Diese Kolumne wird gefürchtet, weil sie geheime Zusammenhänge aufdeckt. Aber anders als andere. Wo der gewöhnliche Feld-Wald-und-Wiesen-Text wie ein zweitklassiger Instagram-Post eine Weltverschwörung nach der anderen entlarvt, geht es hier um die Elixiere des Lebens.
Es gibt zu wenig Tanz und zu wenig Zeit
Zum Beispiel den Tanz und die Zeit. Ich rede nicht lange drumherum, der Zusammenhang zwischen Tanz und Zeit besteht darin, dass es von beidem zu wenig gibt. Zu wenig Tanz, zu wenig Zeit. Es ist traurig. In diesen Tagen wird es dramatisch.
Ein Blick ins Feiertagsgesetz des Bundes klärt auf: "Öffentliche Veranstaltungen in Räumen mit Schankbetrieb, die über den Schank- und Speisebetrieb hinausgehen", sind an Karfreitag unzulässig. Behördendeutsch ist ein Gottesgeschenk, es regt zum Denken an.
Man grübelt, was das sein mag, eine öffentliche Veranstaltung in einem Raum mit Schankbetrieb, die über den Schank- und Speisebetrieb hinausgeht. Ein Konzert? Gemeinsamer Verzehr von Drogen? Was nur? Zum Glück gibt’s den Volksmund. Auch er ist ein Gottesgeschenk, er übersetzt Behördendeutsch in klare Sprache: Tanzverbot! Das will das Feiertagsgesetz uns sagen. An Karfreitag gilt in Deutschland ein Tanzverbot.
Bundesländer haben einen Riesenspaß an eigener Ausgestaltung
Wäre es bloß so einfach. "Gilt in Deutschland", was heißt das schon? Deutschland besteht aus vielen Deutschlanden, die Riesenspaß daran haben, Bundesregeln selbst auszugestalten. Auch das Tanzverbot. Ausgerechnet in Rheinland-Pfalz, wo Speis und Schank extrem geschätzt sind, ist das öffentliche Rumhüpfen und Hüftschwingen von Gründonnerstag 4 Uhr bis Ostersonntag 16 Uhr untersagt. 84 Stunden lang!
Anders im gottesfürchtigen Hamburg, das nur an Karfreitag von 5 Uhr bis Mitternacht unbetanzt bleibt. 19 kurze Stunden, aber noch immer zu viel für eine Welt, die endlich ins Tanzen kommen muss.
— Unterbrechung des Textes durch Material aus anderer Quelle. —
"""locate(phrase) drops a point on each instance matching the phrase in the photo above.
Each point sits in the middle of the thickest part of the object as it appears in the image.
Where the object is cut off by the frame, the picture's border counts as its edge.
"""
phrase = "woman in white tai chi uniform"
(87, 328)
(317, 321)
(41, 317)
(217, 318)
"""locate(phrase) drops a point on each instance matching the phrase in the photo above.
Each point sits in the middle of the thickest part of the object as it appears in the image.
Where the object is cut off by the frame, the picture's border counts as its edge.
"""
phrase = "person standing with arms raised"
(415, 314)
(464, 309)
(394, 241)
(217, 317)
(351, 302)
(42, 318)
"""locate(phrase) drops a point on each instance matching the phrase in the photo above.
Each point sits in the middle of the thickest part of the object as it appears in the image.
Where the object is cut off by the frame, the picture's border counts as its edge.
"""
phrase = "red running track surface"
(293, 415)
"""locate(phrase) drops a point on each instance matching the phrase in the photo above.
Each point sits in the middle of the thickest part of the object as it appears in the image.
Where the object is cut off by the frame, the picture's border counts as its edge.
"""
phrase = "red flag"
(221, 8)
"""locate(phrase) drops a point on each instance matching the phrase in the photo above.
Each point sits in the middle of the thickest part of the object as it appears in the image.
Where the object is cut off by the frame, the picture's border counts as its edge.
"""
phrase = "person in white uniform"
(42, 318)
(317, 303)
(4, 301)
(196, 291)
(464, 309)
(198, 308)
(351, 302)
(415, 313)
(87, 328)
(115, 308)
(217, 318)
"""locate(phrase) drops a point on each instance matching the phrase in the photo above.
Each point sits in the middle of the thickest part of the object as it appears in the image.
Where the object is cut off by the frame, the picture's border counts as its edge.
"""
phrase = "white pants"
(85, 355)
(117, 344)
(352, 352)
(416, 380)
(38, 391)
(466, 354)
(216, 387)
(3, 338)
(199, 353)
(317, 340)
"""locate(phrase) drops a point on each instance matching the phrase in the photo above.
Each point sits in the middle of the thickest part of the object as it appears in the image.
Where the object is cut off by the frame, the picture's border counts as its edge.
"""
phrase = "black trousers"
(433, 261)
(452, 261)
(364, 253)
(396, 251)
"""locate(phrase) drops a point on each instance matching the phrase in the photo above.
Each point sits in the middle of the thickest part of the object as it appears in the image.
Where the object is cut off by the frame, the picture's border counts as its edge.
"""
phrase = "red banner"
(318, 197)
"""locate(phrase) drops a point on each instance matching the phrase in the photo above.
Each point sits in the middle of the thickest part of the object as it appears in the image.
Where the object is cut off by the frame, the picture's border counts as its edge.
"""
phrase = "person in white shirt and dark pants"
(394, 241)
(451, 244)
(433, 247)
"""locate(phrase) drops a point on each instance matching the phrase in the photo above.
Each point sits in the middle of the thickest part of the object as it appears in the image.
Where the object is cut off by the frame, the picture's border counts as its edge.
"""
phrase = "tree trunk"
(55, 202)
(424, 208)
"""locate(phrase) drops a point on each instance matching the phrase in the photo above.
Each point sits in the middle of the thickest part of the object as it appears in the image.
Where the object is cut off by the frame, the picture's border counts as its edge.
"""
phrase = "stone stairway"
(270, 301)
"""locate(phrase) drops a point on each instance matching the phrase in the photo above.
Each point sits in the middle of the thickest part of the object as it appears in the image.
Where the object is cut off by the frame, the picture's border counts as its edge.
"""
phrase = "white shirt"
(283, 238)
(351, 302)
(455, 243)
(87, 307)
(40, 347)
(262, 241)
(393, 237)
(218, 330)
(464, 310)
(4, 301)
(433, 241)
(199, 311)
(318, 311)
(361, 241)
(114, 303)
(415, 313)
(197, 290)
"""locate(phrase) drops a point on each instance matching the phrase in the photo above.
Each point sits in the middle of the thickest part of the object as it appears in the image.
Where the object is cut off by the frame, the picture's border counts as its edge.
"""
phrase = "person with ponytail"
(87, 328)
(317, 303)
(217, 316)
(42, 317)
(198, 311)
Gesetzgeber! Bundesländer! Was denkt ihr euch? Denkt ihr überhaupt? Manchmal, nur als Tipp, fallen die Ostertage aufs letzte Märzwochenende. Was am letzten Märzwochenende passiert? Ich sag’s euch: Dann wird „die Zeit umgestellt“, ein skurriler Ausdruck für Diebstahl, denn Stundenklau, das ist es, was von Samstag auf Sonntag passiert.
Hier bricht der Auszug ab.